I'm not sure what you are trying to tell me, but perhaps you have
misunderstood something. I'm assuming you are commenting about something
you _though_ I said about Boreanesian /3/ being an allophone of /@/. If
so, then that's _not_ what I said. Boreanesian /3/ and /@/ are separate
phonemes (hence the use of slashes). When I wrote that /3/ was a
'consonantal version of /@/', I was drawing an analogy between the two
just like one could draw one between /j/ and /i/. I wasn't stating that
they were allophones of each other. Note also that Boreanesian /@/ is
(and I repeat) more specifically a raised and centralized close-mid back
unrounded vowel. Yes, its close to a schwa, but its not quite there.

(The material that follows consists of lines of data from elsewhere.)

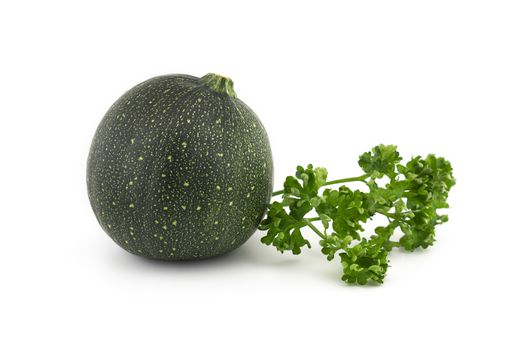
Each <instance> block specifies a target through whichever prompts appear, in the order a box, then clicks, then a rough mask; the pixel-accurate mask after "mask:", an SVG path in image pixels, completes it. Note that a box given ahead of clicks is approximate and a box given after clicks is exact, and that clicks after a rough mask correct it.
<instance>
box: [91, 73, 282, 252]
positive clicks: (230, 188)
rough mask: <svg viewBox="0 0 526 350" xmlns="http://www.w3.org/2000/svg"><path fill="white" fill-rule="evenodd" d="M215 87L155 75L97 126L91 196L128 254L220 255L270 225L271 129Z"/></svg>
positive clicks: (120, 244) (188, 78)
mask: <svg viewBox="0 0 526 350" xmlns="http://www.w3.org/2000/svg"><path fill="white" fill-rule="evenodd" d="M230 82H231V81H230ZM216 85H217V86H220V85H219V84H216ZM216 85H214V86H213V87H214V88H211V85H210V84H208V80H207V81H204V80H203V78H197V77H193V76H189V75H180V74H177V75H164V76H159V77H155V78H152V79H149V80H146V81H145V82H143V83H141V84H139V85H137V86H135V87H134V88H132V89H130V90H129V91H127V92H126V93H125V94H124V95H123V96H122V97H120V98H119V99H118V100H117V101H116V102H115V103H114V104H113V105H112V106H111V107H110V109H109V110H108V112H107V113H106V115H105V116H104V118H103V119H102V121H101V123H100V124H99V126H98V128H97V130H96V133H95V136H94V137H93V141H92V144H91V148H90V151H89V156H88V162H87V187H88V197H89V200H90V203H91V206H92V208H93V211H94V213H95V216H96V217H97V220H98V222H99V223H100V225H101V226H102V228H103V229H104V231H105V232H106V233H107V234H108V235H109V236H110V237H111V238H112V239H113V240H114V241H115V242H116V243H117V244H118V245H119V246H121V247H122V248H124V249H125V250H127V251H128V252H130V253H133V254H137V255H140V256H143V257H147V258H153V259H161V260H195V259H203V258H209V257H213V256H217V255H222V254H225V253H227V252H229V251H231V250H233V249H235V248H237V247H239V246H240V245H242V244H243V243H244V242H245V241H246V240H247V239H248V238H249V237H250V236H251V235H252V234H253V233H254V232H255V231H256V229H257V227H258V224H259V223H260V221H261V220H262V219H263V216H264V215H265V212H266V208H267V205H268V203H269V201H270V198H271V195H272V187H273V162H272V153H271V148H270V143H269V140H268V136H267V133H266V131H265V129H264V127H263V125H262V123H261V122H260V120H259V119H258V117H257V116H256V114H255V113H254V112H253V111H252V110H251V109H250V108H249V107H248V106H247V105H246V104H244V103H243V102H242V101H241V100H240V99H238V98H237V97H235V94H232V93H230V90H229V91H228V92H229V93H226V92H225V91H220V90H219V91H218V90H217V89H215V86H216ZM231 88H232V85H231V86H230V89H231ZM232 91H233V90H232Z"/></svg>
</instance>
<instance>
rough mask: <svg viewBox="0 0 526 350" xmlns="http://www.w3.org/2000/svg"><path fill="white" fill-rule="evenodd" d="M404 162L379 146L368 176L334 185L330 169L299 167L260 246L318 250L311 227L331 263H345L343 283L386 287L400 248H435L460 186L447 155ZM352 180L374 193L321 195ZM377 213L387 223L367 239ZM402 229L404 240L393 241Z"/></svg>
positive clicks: (368, 157) (348, 180)
mask: <svg viewBox="0 0 526 350" xmlns="http://www.w3.org/2000/svg"><path fill="white" fill-rule="evenodd" d="M401 161H402V158H401V157H400V155H399V153H398V151H397V148H396V146H393V145H378V146H376V147H374V148H373V149H372V150H371V151H370V152H365V153H364V154H362V155H361V156H360V158H359V160H358V164H359V166H360V167H361V168H362V170H363V171H364V174H363V175H361V176H358V177H351V178H345V179H340V180H334V181H327V170H326V169H325V168H319V167H318V168H314V167H313V166H312V165H311V164H309V165H308V166H307V167H306V168H304V167H302V166H298V167H297V169H296V174H295V176H288V177H287V178H286V180H285V183H284V185H283V190H281V191H277V192H274V193H273V196H278V195H281V196H282V200H281V202H278V201H274V202H273V203H271V204H270V205H269V210H268V213H267V217H266V218H265V219H264V220H263V221H262V222H261V224H260V227H259V228H260V230H262V231H266V235H265V236H264V237H262V238H261V242H263V243H264V244H266V245H273V246H275V247H276V248H277V250H278V251H280V252H281V253H283V252H285V251H291V252H292V254H295V255H297V254H300V253H301V249H302V248H304V247H305V246H306V247H308V248H311V244H310V242H309V240H308V239H306V238H305V237H304V232H305V229H306V228H307V227H308V228H309V229H310V230H312V231H313V232H314V233H315V234H317V235H318V236H319V238H320V241H319V243H320V245H321V252H322V253H323V254H324V255H326V257H327V260H329V261H330V260H333V259H334V257H335V256H337V255H338V256H339V257H340V261H341V264H342V268H343V276H342V280H343V281H345V282H346V283H349V284H361V285H363V284H366V283H368V282H369V281H373V282H377V283H382V282H383V280H384V277H385V274H386V271H387V268H388V266H389V265H388V263H389V260H388V253H389V252H390V251H391V250H392V249H393V248H395V247H400V248H402V249H405V250H407V251H413V250H415V249H417V248H427V247H429V246H431V245H432V244H433V242H434V241H435V226H436V225H439V224H442V223H444V222H446V221H447V219H448V217H447V215H444V214H440V213H439V212H438V210H439V209H442V208H447V207H448V204H447V197H448V193H449V190H450V189H451V187H452V186H453V185H454V184H455V179H454V177H453V174H452V168H451V164H450V163H449V162H448V161H447V160H445V159H444V158H442V157H436V156H435V155H433V154H430V155H428V156H427V157H426V158H422V157H420V156H418V157H413V158H412V159H411V160H410V161H408V162H407V163H406V164H405V165H402V164H401V163H400V162H401ZM384 177H385V178H386V179H387V183H386V184H385V185H380V184H379V182H380V181H378V180H379V179H382V178H384ZM353 182H355V183H356V182H361V183H363V184H365V185H366V187H367V188H368V192H363V191H360V190H359V189H355V190H352V189H351V188H349V187H347V186H345V185H342V186H341V187H339V188H338V189H330V188H326V189H324V190H323V192H321V194H320V189H321V188H322V187H325V186H329V185H335V184H340V183H353ZM382 182H385V181H384V180H382ZM309 213H315V215H310V216H307V214H309ZM376 214H380V215H383V216H385V217H386V218H387V222H388V224H387V225H384V226H378V227H376V228H375V230H374V233H370V234H369V235H364V232H365V229H364V227H363V226H364V224H365V223H366V222H367V221H369V220H371V219H372V218H373V217H374V216H375V215H376ZM320 223H321V227H320V225H319V224H320ZM317 225H318V226H317ZM397 229H399V230H401V232H402V234H403V235H402V236H401V238H400V239H399V240H393V234H394V232H395V230H397Z"/></svg>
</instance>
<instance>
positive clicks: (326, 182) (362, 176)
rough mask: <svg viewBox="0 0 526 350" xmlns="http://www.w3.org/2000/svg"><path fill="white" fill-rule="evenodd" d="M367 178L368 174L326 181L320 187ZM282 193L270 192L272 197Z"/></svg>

I chose the symbol /@/ merely because it would be more convenient than
writing say /i-/.
You snipped a couple of things from my last post as well cause I could
have sworn I mentioned that English wasn't a very good example. I
mentioned Danish /r/ as a better parallel to Boreanesian /3/. Note that
Danish /r/ is uvular in syllable initial-position but a pharyngeal
semivowel in syllable-final position. So in syllable-final position,
Danish /r/ is _analogous_ to the low back unrounded vowel [V]. Similarly
for Boreanesian, syllable-final /3/ is _analogous_ to the vowel /<raised
centralized close-mid back unrounded>/.
In both Danish and Boreanesian, its more appropriate to distinguish
semivowels from approximants -- something the IPA has ceased doing.

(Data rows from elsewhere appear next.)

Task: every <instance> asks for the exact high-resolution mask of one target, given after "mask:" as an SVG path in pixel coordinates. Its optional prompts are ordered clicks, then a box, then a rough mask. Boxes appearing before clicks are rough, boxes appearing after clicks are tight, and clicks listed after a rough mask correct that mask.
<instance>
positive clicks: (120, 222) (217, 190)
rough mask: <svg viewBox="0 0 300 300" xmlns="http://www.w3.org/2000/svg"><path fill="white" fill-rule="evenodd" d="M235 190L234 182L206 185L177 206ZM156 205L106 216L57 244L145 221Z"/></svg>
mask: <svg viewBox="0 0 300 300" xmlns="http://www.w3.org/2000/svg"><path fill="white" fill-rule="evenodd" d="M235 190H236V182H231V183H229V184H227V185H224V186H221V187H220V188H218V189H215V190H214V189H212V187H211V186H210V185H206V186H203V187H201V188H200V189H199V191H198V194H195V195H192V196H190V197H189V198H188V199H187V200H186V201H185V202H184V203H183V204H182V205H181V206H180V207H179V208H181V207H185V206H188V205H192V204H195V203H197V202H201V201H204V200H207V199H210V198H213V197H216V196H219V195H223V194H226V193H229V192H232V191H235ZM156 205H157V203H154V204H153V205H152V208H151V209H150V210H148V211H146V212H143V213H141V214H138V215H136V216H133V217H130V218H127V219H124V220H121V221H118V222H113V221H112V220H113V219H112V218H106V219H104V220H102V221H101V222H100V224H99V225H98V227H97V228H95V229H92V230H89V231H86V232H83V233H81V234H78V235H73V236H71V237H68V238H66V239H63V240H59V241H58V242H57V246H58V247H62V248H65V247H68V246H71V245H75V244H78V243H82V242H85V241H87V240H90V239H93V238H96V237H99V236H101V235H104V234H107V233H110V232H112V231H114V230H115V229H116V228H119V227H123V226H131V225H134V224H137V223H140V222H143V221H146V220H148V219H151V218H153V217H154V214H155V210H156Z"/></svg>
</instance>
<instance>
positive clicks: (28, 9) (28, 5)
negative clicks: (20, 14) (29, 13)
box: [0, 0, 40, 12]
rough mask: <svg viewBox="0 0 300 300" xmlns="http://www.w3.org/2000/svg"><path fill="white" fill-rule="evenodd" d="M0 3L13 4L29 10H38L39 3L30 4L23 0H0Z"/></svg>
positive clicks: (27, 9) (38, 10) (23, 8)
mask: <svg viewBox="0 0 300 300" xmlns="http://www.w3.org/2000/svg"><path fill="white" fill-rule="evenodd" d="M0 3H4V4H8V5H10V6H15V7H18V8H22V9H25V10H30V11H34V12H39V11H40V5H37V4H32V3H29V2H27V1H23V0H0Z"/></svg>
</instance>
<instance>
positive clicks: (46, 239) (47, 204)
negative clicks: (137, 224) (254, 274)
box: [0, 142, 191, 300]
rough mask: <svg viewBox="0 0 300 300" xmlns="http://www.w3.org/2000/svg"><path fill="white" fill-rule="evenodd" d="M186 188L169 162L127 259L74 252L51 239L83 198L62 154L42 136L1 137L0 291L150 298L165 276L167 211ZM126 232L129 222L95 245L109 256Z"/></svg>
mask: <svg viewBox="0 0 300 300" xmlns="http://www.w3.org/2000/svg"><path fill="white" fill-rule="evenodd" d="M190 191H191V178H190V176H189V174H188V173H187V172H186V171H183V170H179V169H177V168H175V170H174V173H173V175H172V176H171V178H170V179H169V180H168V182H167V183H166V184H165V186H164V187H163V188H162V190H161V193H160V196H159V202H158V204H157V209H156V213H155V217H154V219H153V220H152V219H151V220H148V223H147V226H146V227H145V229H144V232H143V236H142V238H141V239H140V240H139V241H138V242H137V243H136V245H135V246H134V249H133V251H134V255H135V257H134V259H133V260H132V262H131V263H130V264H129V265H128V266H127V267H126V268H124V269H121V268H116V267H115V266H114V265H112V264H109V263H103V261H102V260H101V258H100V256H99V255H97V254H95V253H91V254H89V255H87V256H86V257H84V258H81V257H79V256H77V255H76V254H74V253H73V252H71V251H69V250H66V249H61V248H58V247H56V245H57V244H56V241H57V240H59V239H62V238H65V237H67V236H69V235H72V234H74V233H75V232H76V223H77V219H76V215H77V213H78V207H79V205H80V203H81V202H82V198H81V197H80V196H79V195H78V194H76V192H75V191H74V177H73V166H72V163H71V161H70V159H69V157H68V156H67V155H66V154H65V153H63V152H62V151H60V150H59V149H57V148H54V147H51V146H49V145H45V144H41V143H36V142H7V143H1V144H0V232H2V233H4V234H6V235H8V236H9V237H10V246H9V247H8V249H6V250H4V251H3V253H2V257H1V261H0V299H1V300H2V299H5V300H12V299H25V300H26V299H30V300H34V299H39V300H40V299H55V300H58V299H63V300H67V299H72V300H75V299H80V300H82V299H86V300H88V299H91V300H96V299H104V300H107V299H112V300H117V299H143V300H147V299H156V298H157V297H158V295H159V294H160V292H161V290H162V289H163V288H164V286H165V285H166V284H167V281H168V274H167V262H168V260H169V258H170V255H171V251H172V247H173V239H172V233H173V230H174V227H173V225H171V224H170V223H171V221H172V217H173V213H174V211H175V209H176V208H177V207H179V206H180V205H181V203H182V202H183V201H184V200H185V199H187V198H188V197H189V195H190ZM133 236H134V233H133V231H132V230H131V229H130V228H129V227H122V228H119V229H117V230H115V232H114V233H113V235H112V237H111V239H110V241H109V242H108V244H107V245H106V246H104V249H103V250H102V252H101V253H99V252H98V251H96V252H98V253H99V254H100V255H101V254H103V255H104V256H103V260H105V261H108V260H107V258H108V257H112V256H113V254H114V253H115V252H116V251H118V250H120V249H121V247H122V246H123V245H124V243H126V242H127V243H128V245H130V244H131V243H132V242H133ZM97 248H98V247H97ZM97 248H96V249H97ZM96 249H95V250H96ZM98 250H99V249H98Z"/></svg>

The midsagittal passage is not that narrow in Danish syllable-final
/r/ and Boreanesian syllable-final /3/ as it would normally be if they
were approximants. Functionally, they also differ from approximants in
that rather than functioning as obstruents in the phonological system,
they function clearly as sonorants. These sounds are clearly semivocalic
-- adding to appropriateness of drawing an analogy between them and
vowels. I suppose that instead of saying that /3/ was a consonantal
version of /@/, I should have said that /3/ was a _semivocalic_ version
of /@/ (a raised and centralized close-mid back unrounded vowel). Better
yet, I should have stated that /3/ was a semivocalic version of _/i-/_.
I hope I clarified things a bit more.